Tuesday, May 17, 2005

My Yahoo soap box

So, the latest scoop is that if you limit where a click-through can go, there is a higher chance of conversion.

Cryptic ‘nuff for ya?

On the subject of web click-through conversion, the question is how to improve the conversion rate when the person who clicks through to your ad (an act that costs money) will do what you want him to do which is to conduct a conversion event (leave their contact info and indicate product interests in our case). So far, limiting where the click-through goes seems to make the biggest difference. If you think about it rationally, it does not make a lot of sense; he could use the “back” button on the browser, he can just wondering onto somewhere else through “home” button, and there is even a "escape hatch" if he is willing to click amongst objects on the the conversion page to break out of the navigation limit. On the other hand, we are mostly animal of habits. So, as long as it does not look wrong/bad, when asked (or, more likely, given no obvious alternative), people will just do what they are told to do. The data is still a bit too early to be conclusive. But, the early report is quite positive on the change. The irony is that I am running this experiment on a crappy conversion page which does not even pretend to be nice by giving product info and/or images. Once you get there, you either leave your contact or else. The plan is that we will now set up better conversion pages that would do the same thing but in a less blatant manner. And, hopefully, that would improve the conversion rate still.

My question, a follow-up really, is that how does this setup of forcing people to convert impact the actual closing rate? After all, people may feel obligated to leave their info since there is no other way out. But, that is quite different from whether they will fork out the money to buy. At a purely ego-centric level, this is nothing more than idle speculation since, as the marketing guy, I am measured on the number of conversion rather than the closing rate which is much further down the chain of events. Something to monitor though.

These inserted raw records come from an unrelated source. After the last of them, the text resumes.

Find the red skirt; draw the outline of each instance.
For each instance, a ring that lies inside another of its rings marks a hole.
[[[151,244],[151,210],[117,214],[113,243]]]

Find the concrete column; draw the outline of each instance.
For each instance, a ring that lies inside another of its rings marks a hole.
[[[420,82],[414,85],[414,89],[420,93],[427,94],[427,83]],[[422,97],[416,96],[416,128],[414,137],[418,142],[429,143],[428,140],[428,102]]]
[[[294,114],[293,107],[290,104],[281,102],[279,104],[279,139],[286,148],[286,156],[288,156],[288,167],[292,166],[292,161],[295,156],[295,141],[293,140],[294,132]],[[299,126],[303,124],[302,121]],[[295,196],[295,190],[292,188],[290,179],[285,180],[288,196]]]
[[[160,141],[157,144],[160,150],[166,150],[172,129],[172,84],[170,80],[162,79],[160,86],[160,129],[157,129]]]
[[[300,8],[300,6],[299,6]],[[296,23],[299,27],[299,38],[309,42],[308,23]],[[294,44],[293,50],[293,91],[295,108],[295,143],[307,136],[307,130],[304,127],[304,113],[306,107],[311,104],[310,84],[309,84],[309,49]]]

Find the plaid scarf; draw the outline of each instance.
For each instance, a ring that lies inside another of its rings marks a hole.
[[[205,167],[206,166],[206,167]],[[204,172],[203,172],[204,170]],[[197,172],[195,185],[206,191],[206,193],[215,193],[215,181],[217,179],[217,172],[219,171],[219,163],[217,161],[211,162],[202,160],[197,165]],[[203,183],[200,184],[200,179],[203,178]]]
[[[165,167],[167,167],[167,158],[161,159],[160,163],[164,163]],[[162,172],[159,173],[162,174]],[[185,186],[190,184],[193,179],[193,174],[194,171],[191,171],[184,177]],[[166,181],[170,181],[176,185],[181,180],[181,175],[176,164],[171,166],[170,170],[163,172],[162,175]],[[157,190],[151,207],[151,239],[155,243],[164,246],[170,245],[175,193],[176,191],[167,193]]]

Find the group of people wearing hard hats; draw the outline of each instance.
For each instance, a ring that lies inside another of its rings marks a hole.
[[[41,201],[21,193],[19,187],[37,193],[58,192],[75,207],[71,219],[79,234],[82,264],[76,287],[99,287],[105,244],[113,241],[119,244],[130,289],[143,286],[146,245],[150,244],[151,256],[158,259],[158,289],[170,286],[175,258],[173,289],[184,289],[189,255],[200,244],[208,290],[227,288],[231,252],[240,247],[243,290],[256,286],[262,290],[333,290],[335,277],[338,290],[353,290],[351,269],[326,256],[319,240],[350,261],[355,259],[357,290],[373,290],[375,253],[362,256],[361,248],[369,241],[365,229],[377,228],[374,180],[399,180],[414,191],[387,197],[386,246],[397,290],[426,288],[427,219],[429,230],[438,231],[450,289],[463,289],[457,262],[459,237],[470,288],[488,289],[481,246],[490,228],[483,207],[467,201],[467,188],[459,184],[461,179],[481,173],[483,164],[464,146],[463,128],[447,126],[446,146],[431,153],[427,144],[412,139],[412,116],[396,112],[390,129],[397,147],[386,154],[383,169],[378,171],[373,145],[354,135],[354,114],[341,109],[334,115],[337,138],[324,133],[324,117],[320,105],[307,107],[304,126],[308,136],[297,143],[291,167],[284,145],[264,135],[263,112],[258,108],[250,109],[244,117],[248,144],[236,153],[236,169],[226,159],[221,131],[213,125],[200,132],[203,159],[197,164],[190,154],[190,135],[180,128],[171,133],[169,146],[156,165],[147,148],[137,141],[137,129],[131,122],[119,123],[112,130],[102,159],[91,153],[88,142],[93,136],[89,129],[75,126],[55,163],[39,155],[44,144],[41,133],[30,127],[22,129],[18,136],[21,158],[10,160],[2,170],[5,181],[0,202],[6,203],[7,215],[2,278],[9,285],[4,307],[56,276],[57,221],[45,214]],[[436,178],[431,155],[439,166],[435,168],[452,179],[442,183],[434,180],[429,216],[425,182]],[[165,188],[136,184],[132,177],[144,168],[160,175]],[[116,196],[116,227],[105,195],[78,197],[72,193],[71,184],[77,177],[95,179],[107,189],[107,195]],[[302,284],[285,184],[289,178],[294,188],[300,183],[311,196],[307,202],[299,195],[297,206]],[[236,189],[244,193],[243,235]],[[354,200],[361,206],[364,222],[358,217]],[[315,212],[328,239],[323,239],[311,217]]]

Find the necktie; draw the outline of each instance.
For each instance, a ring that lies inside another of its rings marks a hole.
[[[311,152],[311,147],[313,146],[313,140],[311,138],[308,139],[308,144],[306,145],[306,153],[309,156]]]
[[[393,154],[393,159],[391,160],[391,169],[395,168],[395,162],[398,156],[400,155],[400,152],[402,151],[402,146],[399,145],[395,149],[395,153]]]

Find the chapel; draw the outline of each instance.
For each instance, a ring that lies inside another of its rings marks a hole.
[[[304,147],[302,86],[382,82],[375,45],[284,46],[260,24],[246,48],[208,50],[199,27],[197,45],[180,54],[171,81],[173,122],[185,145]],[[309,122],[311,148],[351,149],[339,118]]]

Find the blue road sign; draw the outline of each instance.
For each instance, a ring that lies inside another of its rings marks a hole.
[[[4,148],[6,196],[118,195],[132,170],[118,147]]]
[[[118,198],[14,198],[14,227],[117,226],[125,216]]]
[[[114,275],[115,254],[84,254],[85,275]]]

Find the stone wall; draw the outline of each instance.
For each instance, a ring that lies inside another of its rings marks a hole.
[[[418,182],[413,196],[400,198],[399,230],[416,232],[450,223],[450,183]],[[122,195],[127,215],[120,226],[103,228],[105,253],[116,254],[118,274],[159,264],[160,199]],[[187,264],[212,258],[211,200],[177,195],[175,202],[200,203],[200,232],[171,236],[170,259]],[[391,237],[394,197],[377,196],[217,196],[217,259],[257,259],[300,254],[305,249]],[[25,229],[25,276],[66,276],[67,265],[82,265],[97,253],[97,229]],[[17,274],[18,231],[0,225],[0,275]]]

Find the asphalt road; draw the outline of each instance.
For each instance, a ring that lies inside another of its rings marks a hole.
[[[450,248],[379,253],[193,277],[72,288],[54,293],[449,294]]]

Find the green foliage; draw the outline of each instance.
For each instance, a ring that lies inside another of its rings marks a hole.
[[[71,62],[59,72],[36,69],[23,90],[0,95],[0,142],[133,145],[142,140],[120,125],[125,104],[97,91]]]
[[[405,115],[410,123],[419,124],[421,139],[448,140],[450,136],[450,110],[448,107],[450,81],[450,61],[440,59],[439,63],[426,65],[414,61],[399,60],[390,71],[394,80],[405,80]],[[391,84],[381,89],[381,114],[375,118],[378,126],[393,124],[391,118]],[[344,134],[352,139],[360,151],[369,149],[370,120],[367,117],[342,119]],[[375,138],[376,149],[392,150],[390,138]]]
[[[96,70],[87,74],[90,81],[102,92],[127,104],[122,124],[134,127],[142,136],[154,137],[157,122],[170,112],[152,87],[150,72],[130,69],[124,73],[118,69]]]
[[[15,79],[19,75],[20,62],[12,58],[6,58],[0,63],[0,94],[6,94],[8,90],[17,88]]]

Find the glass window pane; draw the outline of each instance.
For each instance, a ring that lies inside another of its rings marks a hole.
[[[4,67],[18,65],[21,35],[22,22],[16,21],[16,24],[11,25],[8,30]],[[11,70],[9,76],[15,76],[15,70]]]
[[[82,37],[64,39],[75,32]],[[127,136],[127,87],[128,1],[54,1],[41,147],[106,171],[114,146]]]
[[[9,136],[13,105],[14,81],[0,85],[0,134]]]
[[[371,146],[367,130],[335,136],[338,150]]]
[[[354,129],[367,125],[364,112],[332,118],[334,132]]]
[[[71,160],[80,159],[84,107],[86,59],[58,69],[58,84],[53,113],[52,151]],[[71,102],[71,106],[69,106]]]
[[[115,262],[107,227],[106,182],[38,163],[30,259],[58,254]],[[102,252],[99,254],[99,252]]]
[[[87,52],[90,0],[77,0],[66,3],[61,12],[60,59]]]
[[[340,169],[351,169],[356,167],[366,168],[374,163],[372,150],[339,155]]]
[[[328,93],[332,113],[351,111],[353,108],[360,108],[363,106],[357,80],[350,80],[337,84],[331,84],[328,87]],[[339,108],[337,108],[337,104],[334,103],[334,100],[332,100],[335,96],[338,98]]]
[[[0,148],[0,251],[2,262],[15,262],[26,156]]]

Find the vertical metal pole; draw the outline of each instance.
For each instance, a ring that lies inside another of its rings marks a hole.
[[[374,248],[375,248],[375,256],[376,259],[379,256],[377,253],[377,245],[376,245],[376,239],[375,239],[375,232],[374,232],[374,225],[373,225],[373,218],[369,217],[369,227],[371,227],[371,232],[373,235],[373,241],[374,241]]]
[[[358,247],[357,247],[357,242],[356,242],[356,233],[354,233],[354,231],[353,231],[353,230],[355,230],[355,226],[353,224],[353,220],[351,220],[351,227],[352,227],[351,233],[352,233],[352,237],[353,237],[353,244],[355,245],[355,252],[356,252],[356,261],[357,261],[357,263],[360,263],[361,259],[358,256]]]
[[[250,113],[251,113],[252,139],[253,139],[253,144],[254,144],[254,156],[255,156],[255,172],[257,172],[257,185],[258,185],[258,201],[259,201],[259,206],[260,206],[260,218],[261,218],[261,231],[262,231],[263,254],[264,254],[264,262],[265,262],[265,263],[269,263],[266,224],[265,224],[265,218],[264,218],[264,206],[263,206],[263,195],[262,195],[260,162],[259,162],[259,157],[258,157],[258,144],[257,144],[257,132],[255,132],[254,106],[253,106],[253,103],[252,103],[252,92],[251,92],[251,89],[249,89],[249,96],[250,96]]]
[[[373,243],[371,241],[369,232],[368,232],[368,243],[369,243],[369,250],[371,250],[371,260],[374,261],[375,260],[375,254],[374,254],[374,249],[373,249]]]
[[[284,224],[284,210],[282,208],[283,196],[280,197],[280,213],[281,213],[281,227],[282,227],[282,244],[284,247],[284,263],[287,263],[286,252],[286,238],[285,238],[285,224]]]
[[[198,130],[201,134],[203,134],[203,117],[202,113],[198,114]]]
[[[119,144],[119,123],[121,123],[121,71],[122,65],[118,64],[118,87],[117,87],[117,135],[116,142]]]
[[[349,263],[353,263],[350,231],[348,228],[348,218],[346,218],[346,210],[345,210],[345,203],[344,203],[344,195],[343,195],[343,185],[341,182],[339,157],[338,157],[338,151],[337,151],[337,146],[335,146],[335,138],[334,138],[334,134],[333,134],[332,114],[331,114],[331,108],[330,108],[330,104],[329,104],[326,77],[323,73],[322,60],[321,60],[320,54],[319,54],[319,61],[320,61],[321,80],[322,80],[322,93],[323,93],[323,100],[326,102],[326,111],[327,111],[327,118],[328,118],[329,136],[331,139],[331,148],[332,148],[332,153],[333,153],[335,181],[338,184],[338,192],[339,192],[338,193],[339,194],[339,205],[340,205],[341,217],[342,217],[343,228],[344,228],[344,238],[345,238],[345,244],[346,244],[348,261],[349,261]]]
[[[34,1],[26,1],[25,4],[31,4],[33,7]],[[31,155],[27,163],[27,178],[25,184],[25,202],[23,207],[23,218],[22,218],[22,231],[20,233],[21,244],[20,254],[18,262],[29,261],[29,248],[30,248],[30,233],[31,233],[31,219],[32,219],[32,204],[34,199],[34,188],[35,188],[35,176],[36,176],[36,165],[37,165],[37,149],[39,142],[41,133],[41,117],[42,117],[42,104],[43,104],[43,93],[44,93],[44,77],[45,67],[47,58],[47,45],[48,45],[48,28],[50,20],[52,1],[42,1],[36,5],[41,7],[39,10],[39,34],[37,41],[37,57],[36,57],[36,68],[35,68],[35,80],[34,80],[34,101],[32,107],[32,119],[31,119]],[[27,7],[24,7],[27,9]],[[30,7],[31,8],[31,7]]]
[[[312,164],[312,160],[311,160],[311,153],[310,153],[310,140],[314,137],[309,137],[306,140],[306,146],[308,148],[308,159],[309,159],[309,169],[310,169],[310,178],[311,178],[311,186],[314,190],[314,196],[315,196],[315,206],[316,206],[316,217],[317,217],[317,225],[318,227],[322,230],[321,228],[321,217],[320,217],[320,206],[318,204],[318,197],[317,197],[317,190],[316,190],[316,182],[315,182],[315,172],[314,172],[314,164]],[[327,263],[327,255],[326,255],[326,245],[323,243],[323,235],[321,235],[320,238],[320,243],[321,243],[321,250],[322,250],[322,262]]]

Yahoo/Overture sucks so far. I have spent some time going over the account and poking at all the options and trying to figure out how to read the information. It is hard. As much as I hate to say this, since I do not own Google stocks, Google’s AdWords is much more intuitive and helpful for advertisers like me. So, here is my current laundry list of issues. 1. The impression rate seems to be quite low relative to what we are getting in Google. I accept the notion that Google remains the preferred search engine for techies thus the lower impression rate. However, there is no tool, that I have found, in Yahoo that would help you optimize the keywords in an existing listing. There is an option to provide estimates for a new listing, but it is not integrated with existing listings. 2. Duplications. I understand why they will screen out duplications. However, the duplication flag made no sense since the keywords that I am trying to get does not appear anywhere else. How is that duplication? 3. Conversion. Yahoo provides conversion tool like Google. But, Google now offers cross-channel conversion so that I can track both Google and Yahoo conversion from my Google account. How cool (and convenient) is that! Well, I have fired up a few inquiries to Yahoo support on the questions above. Who know, maybe I am just a lazy user who did not read the documentation closely. On that account, I can only say that is true of everyone user I know. Finally, still on my Yahoo/Overture Suckth soap box, what is the story with the log-off button on the Yahoo account? I won’t bore you with the details but it took me a few minutes to find the first time I used it. And, even now, I still go into a very transitory panic mode every so often because I cannot find the log-off button.

Oh, the reporter/analyst round is still on for the product launch. One reporter at 9am and one analyst at 11:30am. It is always interesting to be part of the call and observe. On one hand, there is a bit of adversarial relationship between the vendor and the reporter/analyst because the vendor thinks whatever product that he is selling is the cure-all for the world’s ills while the report/analyst need to be objective and put things in perspective. On the other hand, without those vendors with snake oils to sell, there is no news to cover for the reporter and no customers to buy the analysts' reports. Anyway, the 9am call was a bit on the testy side. She kept pushing for the question of “what’s new.” We danced around the issue a bit since it was more of a new target market than a brand new product. On the other hand, we could have been bold and assert, with quite a bit of confidence, that what is new is that there is nobody in this marketplace that does what we do. It may not be very “new” if you were an existing customer using our solution for a different reason, but for the new market place/users, this is a heck of a new thing. Hmm… So easy to be a Monday morning quarterback. The 11:30am call went better. She got our pitch and, fingers crossed, we will get mentioned in her blog.